Despite four months holiday, I'm not feeling rested at all. Having shared breakfast today with some close friends and finished the day with a few cups of tea in good company, I'm partially prepared for my fourth and final year at university. This will commence on Monday - in Norwich, so I need to get a move on! After a glorious four day train fast I'm back on the railroad tracks tomorrow, suitcase in hand. In the past, I've often felt unready to return to university at the end of an amazing long summer like this one, but today I am almost looking forward to resu ming some sort of (regularly irregular) routine.
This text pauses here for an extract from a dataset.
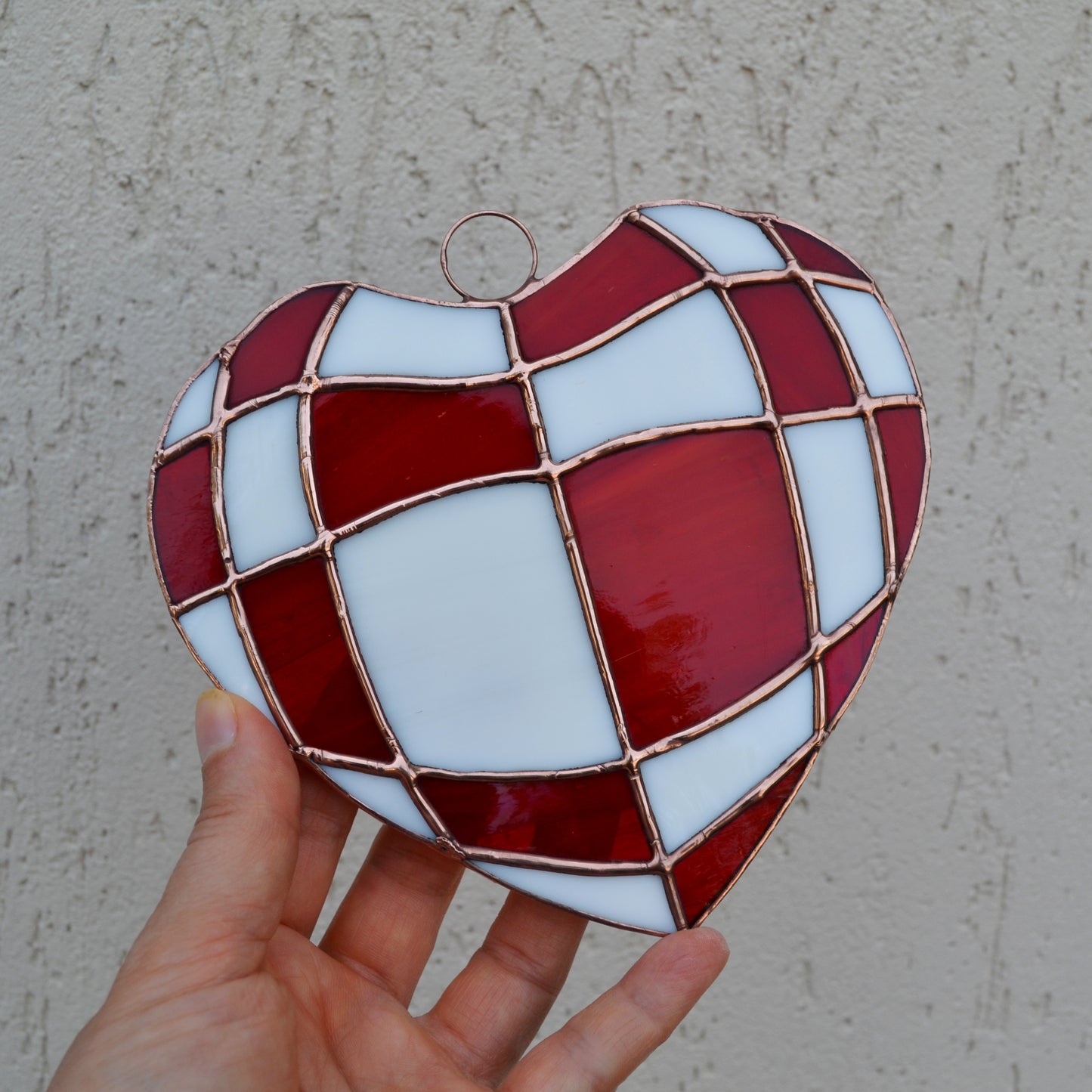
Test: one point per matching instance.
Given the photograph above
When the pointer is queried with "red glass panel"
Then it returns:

I could try to sum up my whole summer holiday experience in one mammoth blog posts, but this is so not happening! It's far more efficient to live life than to blog it! In summary; trains and planes, holidays and rainy english summer days, catching up with old friends and making new ones, barn dancing and god camping, tea drinking and thinking about pharmacy. I've spent some time in Leicester and Luton, worked for a fruitful week in Norwich running a children's holiday club for 5-11s, and for ten days by the seaside in Dorset with a group of older young people. The seaside town Swannage was amazing, but the ultimate privaledge was spending so much time chatting with girls who were learning the implications of the fact that God's grace is free; we can neither earn it nor or lose it. Birmingham, Loughborough and Milton Keynes have also been good! Earlier this week I paid a productive flying visit to Nottingham, where I will now be moving to next year to do my pharmacy pre-registration year...I'm seriously excited about this! Which is an exciting development in itself.
A month in London was amazing; fun times and freeloading with friends, writing and sightseeing,attending conferences and pretending that I know how to use semi colons. Add to this feeding ducks, fundraising, dancing and drinking rum based cocktails, singing, baking, tubing, studying the gospels of Mark and Luke, mastering the art of accidentals on the harp, playing bingo with my nan and a casual bit of fancy dress wherever possible. Picnics in the park, Ghost the musical, bowling and BBQs, a disco boat and cosmopolitans on the red carpet. Absolutely manic in some senses, but I've lived to tell the epic tale of God's never failing faithfulness through it all, and his transformation of my weakness into his opportunity
Where I am weak and only just willing, he proves strong and evermore able to do immeasurably more than I can ask or imagine. I can't say that I don't struggle every day to keep my eyes fixed only on Jesus, but at the root of everything I still see that he is faithful. I'm inconsistent and apathetic, prone to wander from giving God the glory he deserves, but when the cracks inevitably show, I thank God that I'm called to trust not in my own faith but in his faithfulness to bring me hope in Jesus.
Let us hold unswervingly to the hope we profess, for he who promised is faithful. Hebrews 10.23.